À Panama, en marge de la 56e session ordinaire de l’Assemblée générale de l’Organisation des États américains, la crise haïtienne s’est de nouveau imposée dans les échanges diplomatiques. La page officielle de l’OEA mentionne, dans sa galerie du 21 juin 2026, une séquence intitulée « European Union and OAS address crisis in Haiti », dans le cadre d’une Assemblée générale tenue du 22 au 24 juin à Panama City, sous le thème du multilatéralisme, de la démocratie, de la sécurité hémisphérique et de la stabilité des États membres.

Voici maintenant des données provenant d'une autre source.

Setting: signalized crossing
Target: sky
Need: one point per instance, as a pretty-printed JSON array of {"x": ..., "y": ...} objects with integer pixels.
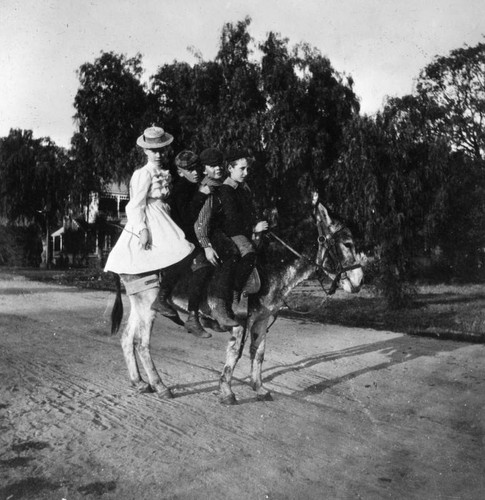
[{"x": 382, "y": 44}]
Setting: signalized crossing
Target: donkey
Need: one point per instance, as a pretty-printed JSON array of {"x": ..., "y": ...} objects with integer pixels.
[{"x": 336, "y": 257}]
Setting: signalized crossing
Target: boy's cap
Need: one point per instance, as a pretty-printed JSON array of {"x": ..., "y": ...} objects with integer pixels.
[
  {"x": 237, "y": 154},
  {"x": 187, "y": 160},
  {"x": 212, "y": 157}
]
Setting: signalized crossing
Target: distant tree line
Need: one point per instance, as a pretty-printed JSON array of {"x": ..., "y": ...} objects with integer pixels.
[{"x": 408, "y": 180}]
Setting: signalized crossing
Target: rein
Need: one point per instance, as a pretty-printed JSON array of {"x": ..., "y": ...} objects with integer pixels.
[{"x": 333, "y": 287}]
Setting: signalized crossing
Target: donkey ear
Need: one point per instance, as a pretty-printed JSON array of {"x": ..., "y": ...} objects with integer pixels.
[
  {"x": 315, "y": 196},
  {"x": 324, "y": 214}
]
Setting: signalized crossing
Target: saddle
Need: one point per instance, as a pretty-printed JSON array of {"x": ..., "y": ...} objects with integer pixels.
[{"x": 253, "y": 284}]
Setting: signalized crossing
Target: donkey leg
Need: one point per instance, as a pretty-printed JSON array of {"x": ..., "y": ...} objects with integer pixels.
[
  {"x": 233, "y": 353},
  {"x": 256, "y": 350},
  {"x": 128, "y": 345},
  {"x": 146, "y": 317}
]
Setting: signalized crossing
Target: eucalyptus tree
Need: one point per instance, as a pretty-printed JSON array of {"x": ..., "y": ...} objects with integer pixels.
[
  {"x": 452, "y": 90},
  {"x": 112, "y": 109},
  {"x": 33, "y": 178}
]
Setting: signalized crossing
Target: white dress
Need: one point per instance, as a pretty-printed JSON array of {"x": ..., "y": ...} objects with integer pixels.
[{"x": 149, "y": 187}]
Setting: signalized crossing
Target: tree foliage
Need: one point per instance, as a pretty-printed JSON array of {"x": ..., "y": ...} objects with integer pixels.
[
  {"x": 112, "y": 107},
  {"x": 34, "y": 179},
  {"x": 452, "y": 90}
]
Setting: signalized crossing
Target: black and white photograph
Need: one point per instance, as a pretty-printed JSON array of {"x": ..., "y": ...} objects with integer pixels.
[{"x": 242, "y": 250}]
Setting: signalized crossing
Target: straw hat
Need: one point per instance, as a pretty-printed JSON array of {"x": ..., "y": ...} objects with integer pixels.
[{"x": 154, "y": 138}]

Le secrétaire général de l’OEA, Albert R. Ramdin, a ensuite publié une déclaration sur Haïti, affirmant avoir eu un échange avec la ministre haïtienne des Affaires étrangères, Raina Forbin, autour de la situation du pays et de la voie à suivre.
Selon cette déclaration, l’OEA considère que la transition haïtienne doit servir de « pont » vers le rétablissement de la sécurité, la restauration de la confiance institutionnelle, le retour à l’ordre constitutionnel et l’organisation d’élections crédibles, inclusives et pacifiques.
Un langage diplomatique bien rodé, mais peu d’engagements vérifiables
Le discours d’Albert Ramdin reprend les mots désormais classiques de la diplomatie internationale sur Haïti : « soutien coordonné », « efforts menés par les Haïtiens », « institutions démocratiques », « élections crédibles », « progrès concrets ». L’OEA affirme vouloir appuyer les efforts « conduits par les Haïtiens » pour stabiliser le pays, renforcer les institutions démocratiques et créer les conditions permettant au peuple haïtien de choisir librement ses dirigeants.
Mais c’est précisément là que commence le problème. Depuis des années, la communauté internationale répète qu’elle respecte la souveraineté haïtienne tout en pesant lourdement sur les décisions politiques, sécuritaires et électorales. L’expression « leadership haïtien » sonne bien dans les communiqués, mais elle reste insuffisante si elle ne s’accompagne pas d’une exigence claire de redevabilité envers la population, d’une consultation réelle des forces sociales, et d’un engagement à ne plus soutenir des arrangements politiques imposés d’en haut.
Dans sa déclaration, Albert Ramdin dit soutenir la stabilité et le succès de la transition actuelle jusqu’à la tenue d’élections, tout en soulignant que cette transition doit rester concentrée sur des objectifs concrets et orientée vers des résultats. Mais quels résultats ? Sur quels indicateurs ? Dans quels délais ? Avec quelle obligation de rendre des comptes aux citoyens haïtiens ? Le texte public insiste sur les principes, mais donne peu d’éléments permettant aux Haïtiens de mesurer l’efficacité réelle de cet accompagnement international.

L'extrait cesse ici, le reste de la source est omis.